While LiDAR is needed to provide a high-resolution detailed 3D vision for autonomous vehicles and other applications, the technology is bulky and expensive. New approaches focus on coherent detection techniques that enable extraction of significant additional information from the returning photons rather than just changes in light intensity. Traditionally, these approaches have been expensive and difficult to achieve. However, with recent advances in silicon photonics, these solutions can be shrunk to chip level, reducing power consumption and cost at the same time.

Frequency modulated continuous wave (FMCW) LiDAR sensing delivers multiple additional dimensions such as depth and velocity and improves achievable accuracy by orders of magnitude over existing technologies. Utilizing 1550-nm wavelength with its 40x higher eye safety lends itself perfectly to this approach and has the potential to detect low reflectivity targets, such as a tire on the roadway, 300m out.


Outlook

Autonomous machines are poised to change our world, freeing us up from mundane tasks like commuter driving, giving us more time to be productive and do the things we enjoy most. However, while accidents are accepted with human drivers, machines are expected to perform their tasks error-free. To achieve this, machines need to be equipped with sensors that are multi-dimensional and significantly exceed human capabilities.

In our current place in this evolution of autonomy, its’ clear that the sensors and radar we utilize today are not enough to support this vision of a safe and accurate autonomous world. Camera sensors, one of the most common “vision” approaches, are not enough on their own, as they can be blinded by low standing sun or have a poor dynamic range in twilight conditions. And, while radar can see through rain and at ranges of hundreds of meters, the resolution is so poor that it’s only accurate in identifying large objects that have a velocity vector associated with them.

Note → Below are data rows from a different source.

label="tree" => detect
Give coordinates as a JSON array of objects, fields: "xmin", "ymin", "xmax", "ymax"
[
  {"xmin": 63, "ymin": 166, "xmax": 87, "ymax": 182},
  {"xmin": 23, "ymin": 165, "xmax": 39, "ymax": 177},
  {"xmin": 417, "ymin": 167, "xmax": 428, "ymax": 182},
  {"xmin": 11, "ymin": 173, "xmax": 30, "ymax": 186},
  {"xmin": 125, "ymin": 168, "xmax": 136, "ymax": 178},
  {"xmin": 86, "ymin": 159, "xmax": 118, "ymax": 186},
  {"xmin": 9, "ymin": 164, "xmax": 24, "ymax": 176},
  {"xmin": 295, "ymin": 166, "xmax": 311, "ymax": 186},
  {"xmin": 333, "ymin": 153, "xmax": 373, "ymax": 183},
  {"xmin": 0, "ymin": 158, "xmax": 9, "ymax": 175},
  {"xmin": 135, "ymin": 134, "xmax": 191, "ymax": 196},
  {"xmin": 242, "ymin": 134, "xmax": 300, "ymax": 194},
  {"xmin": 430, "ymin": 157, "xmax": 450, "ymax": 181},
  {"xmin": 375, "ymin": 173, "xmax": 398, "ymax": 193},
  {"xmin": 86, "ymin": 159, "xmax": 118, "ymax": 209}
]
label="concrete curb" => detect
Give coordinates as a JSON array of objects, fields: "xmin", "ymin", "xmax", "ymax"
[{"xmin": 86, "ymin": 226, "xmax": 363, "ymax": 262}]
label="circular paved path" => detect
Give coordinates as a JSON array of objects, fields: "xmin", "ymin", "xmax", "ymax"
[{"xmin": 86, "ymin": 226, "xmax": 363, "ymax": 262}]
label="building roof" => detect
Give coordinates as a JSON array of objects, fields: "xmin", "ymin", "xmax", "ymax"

905’s Achilles Heel: Eye Damage, Accuracy and Interference

The dirty little secret is that many algorithms are ignoring non-moving radar reflections to avoid too many false positives. A third sensor is needed that can provide high resolution images, even in foggy and rainy conditions. A car needs to be able to detect a 10cm high object, like a tire on the road, as far as 300m out, to determine if it will: 1) run over it 2) change lanes or 3) perform an emergency brake. This sensor is called LiDAR (Light Detection and Ranging) and is needed to provide high resolution detailed 3D vision for autonomous vehicles.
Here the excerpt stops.